Der letzte Zmittag mit den Schulkolleginnen ist vorbei. Azara, Sophie und Rebekka versorgen die Kartonboxen aus dem Bioladen mit ein paar Resten in ihren Taschen und schlendern zum Bus, der sie in die Kantonsschule Baden bringt. Dort besuchen sie die 3. Klasse des Gymnasiums. Es werden ihre letzten Präsenzstunden bis Ende Februar sein. Ab Montag gilt an den Aargauer Kantonsschulen Fernunterricht.
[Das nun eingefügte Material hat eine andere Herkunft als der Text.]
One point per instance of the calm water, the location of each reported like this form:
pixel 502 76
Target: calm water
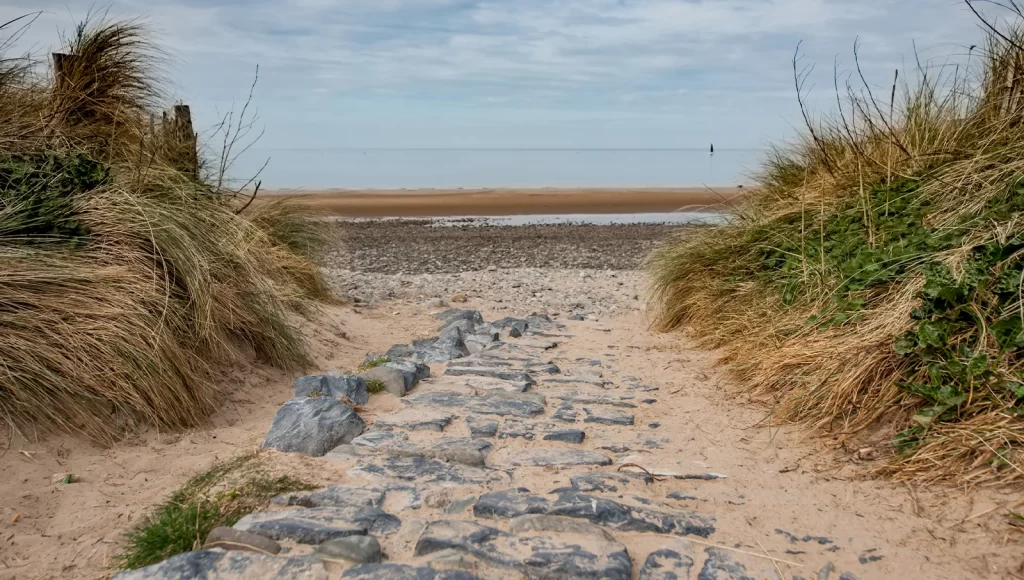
pixel 350 168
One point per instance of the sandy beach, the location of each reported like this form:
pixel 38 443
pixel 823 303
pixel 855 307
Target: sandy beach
pixel 430 203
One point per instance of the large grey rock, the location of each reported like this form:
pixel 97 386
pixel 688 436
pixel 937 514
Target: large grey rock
pixel 607 416
pixel 498 373
pixel 333 385
pixel 480 427
pixel 602 511
pixel 608 481
pixel 491 404
pixel 453 315
pixel 513 327
pixel 231 539
pixel 334 496
pixel 424 470
pixel 592 399
pixel 412 371
pixel 393 380
pixel 416 419
pixel 361 549
pixel 721 566
pixel 402 572
pixel 312 426
pixel 566 436
pixel 541 457
pixel 217 565
pixel 471 452
pixel 534 554
pixel 317 525
pixel 666 565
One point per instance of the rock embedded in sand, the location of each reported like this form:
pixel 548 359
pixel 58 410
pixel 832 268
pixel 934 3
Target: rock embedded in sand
pixel 393 380
pixel 555 458
pixel 361 549
pixel 230 539
pixel 312 425
pixel 531 553
pixel 666 565
pixel 229 566
pixel 333 385
pixel 317 525
pixel 402 572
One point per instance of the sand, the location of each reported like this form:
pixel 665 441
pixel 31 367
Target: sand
pixel 407 203
pixel 787 478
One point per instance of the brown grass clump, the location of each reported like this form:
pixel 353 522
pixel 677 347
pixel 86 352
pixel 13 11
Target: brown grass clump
pixel 124 277
pixel 871 284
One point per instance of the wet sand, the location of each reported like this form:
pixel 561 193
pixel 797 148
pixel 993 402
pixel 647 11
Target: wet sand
pixel 434 203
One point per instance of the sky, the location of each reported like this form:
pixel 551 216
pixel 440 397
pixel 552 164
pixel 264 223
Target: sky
pixel 492 74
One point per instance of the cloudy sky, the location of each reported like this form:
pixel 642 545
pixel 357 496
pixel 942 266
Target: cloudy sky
pixel 521 73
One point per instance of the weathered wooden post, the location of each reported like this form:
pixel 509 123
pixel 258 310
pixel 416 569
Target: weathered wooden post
pixel 185 139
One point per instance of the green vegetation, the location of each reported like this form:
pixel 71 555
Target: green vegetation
pixel 872 283
pixel 128 272
pixel 375 386
pixel 218 497
pixel 373 363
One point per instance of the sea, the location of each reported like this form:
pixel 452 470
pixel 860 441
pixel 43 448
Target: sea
pixel 474 168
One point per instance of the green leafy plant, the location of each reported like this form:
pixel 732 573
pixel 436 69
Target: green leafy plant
pixel 217 497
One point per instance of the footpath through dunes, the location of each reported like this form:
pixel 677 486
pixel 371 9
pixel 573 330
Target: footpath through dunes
pixel 577 449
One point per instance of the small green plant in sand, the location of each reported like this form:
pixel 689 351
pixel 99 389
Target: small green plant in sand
pixel 373 363
pixel 375 386
pixel 218 497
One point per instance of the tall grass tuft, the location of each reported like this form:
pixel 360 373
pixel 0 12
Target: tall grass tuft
pixel 125 280
pixel 871 284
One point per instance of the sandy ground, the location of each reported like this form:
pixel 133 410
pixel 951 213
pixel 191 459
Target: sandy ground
pixel 371 203
pixel 783 478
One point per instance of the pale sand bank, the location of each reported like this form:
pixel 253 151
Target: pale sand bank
pixel 431 203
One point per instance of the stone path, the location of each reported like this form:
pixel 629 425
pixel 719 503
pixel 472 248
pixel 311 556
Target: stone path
pixel 511 461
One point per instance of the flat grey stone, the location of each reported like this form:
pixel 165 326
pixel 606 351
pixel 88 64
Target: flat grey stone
pixel 491 372
pixel 317 525
pixel 230 539
pixel 361 549
pixel 487 385
pixel 513 327
pixel 666 565
pixel 334 496
pixel 229 566
pixel 415 419
pixel 412 371
pixel 402 572
pixel 599 382
pixel 312 426
pixel 566 436
pixel 720 566
pixel 424 470
pixel 484 405
pixel 480 427
pixel 599 510
pixel 607 416
pixel 565 413
pixel 608 481
pixel 555 458
pixel 585 399
pixel 333 385
pixel 392 379
pixel 375 439
pixel 471 452
pixel 542 523
pixel 534 554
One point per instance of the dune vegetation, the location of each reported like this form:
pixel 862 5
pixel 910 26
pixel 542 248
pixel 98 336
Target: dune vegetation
pixel 128 272
pixel 871 285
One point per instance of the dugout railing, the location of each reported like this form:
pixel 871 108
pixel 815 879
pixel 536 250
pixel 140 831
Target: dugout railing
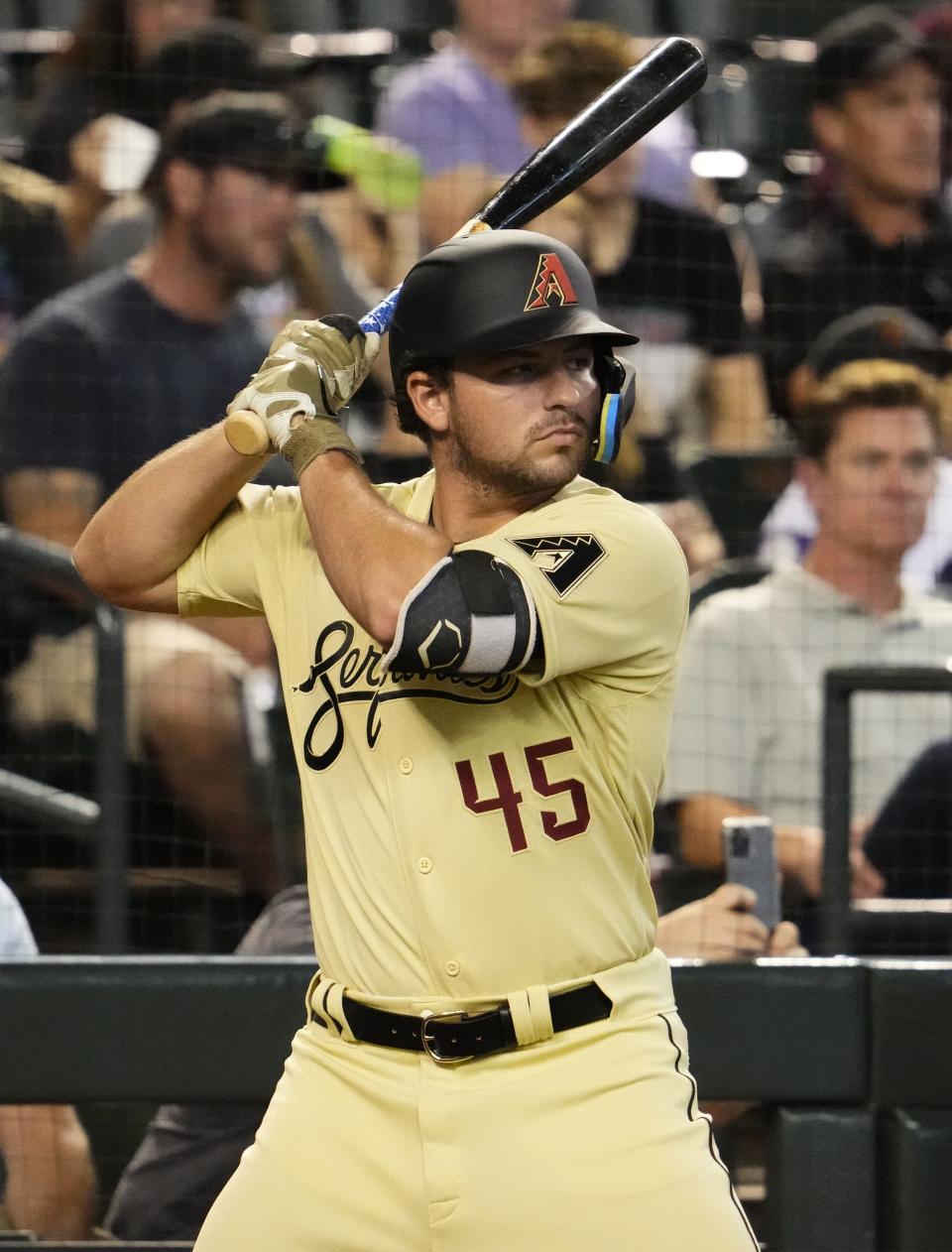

Azara lernt gerne zu Hause, weil sie die Zeit selbst einteilen kann. Sophie findet es gut, dass der Aargau als erster Kanton den Präsenzunterricht stoppte. Alle drei sorgen sich in erster Linie um Lehrer und Angehörige. Azara berichtet von einer Lehrerin, die ihren betagten Vater betreuen muss und sich auf keinen Fall anstecken darf. Darum sei es gut, dass durch den Fernunterricht die Ansteckungsgefahr vermindert werde.
Sophie wird den Austausch in den Pausen und den gemeinsamen Zmittag vermissen:
Das Forschungsinstitut Sotomo befragte im Verlauf der Coronakrise die Bevölkerung über ihr Wohlbefinden. Dabei zeigte sich: In keiner anderen Generation ist die Stimmung im letzten Jahr derart gekippt wie bei den 15- bis 34-Jährigen. Vor der Krise war die Laune noch gut bis sehr gut. Während des Lockdowns im Frühling trübte sie sich deutlich, verbesserte sich im Juni und stürzte im Oktober regelrecht ab. Davon hat sie sich seither nur leicht erholt. Zum Vergleich: Die Stimmungskurve der über 65-Jährigen ist relativ flach und bewegt sich immer noch im Bereich zwischen «gut» und «sehr gut».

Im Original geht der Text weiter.